Another treatment option is photodynamic therapy (PDT), which was largely abandoned after the start of the anti-VEGF era but is again being investigated in combination with anti-VEGF agents.

Ongoing challenge

Even though patients can progress from nonexudative to exudative stages, the nonexudative changes continue in a slowly progressive manner. Despite successful resolution of neovascularization and leakage with anti-VEGF drugs, vision loss may still ensue over time. The next challenge for treatment will be integrating intraocular injections for both nonexudative and exudative ARMD together in a successful protocol.

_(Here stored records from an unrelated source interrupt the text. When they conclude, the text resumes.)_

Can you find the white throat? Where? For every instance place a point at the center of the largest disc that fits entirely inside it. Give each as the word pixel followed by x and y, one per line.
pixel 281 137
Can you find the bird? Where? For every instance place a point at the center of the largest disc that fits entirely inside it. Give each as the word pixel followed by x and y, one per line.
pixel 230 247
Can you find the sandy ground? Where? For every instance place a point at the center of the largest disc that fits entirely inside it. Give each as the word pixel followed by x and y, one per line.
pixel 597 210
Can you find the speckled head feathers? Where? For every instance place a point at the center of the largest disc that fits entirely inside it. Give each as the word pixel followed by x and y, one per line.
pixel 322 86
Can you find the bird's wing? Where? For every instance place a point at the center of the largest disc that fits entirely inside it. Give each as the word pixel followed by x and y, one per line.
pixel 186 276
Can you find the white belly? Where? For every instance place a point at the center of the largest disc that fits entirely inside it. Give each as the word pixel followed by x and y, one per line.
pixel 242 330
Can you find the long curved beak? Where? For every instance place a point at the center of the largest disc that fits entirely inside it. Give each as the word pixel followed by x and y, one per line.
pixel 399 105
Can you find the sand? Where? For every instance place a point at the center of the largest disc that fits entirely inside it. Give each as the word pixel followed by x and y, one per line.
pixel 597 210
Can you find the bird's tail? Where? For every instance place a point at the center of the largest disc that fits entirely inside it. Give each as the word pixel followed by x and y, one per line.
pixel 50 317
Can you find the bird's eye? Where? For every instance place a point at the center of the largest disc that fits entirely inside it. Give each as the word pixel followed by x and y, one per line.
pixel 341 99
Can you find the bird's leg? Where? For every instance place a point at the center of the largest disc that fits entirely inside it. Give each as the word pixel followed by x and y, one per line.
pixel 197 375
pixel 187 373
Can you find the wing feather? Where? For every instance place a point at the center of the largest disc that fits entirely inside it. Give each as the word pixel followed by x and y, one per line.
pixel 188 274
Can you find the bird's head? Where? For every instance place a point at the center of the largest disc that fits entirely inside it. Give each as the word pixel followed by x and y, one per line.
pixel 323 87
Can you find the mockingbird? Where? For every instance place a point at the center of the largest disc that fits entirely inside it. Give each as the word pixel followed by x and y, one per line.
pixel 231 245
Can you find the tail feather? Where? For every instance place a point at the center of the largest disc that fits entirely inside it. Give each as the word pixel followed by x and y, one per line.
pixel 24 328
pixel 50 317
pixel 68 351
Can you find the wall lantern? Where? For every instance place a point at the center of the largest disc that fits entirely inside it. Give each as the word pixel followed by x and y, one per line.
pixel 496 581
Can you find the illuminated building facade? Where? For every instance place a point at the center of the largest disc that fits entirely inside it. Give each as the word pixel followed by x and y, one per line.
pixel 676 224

Treating exudative ARMD with anti-VEGF drugs can help most people maintain or improve vision. The challenges in the future involve the mitigation of treatment burden, improved treatment response, and the successful treatment of nonexudative ARMD.

Anticoagulant warning

The vision loss from ARMD is largely limited to the inability to read or drive, but the risk of severe vision loss is increased by the use of an anticoagulant drug. Despite this risk, it is imperative that a patient consult their primary care or specialist doctor on the discontinuance of anticoagulation, as this could cause serious consequences such as heart attack or stroke.

Family History

Patients with family histories of ARMD may display imaging biomarkers, or measurable findings on imaging techniques, that may predict future progression. It is also clear that genetic predisposition increases the risk of developing ARMD and can predict future progression into the exudative form. Genetic tests are commercially available but not entirely definitive on their own. Patients with a strong family history should be followed by eye care professionals and have OCTs done routinely as early as age 40 or 50.       

ARMD vs. Cataracts

Cataracts, or the clouding of a normal clear ocular lens, is a common cause of vision loss in the aging eye. It is essential to differentiate between the cataracts and ARMD because they have different treatments. Cataracts generally cause blurred vision, especially at night, and are easily removed with surgery. ARMD, on the other hand, causes changes in the quality of vision, with scotomas and metamorphopsia.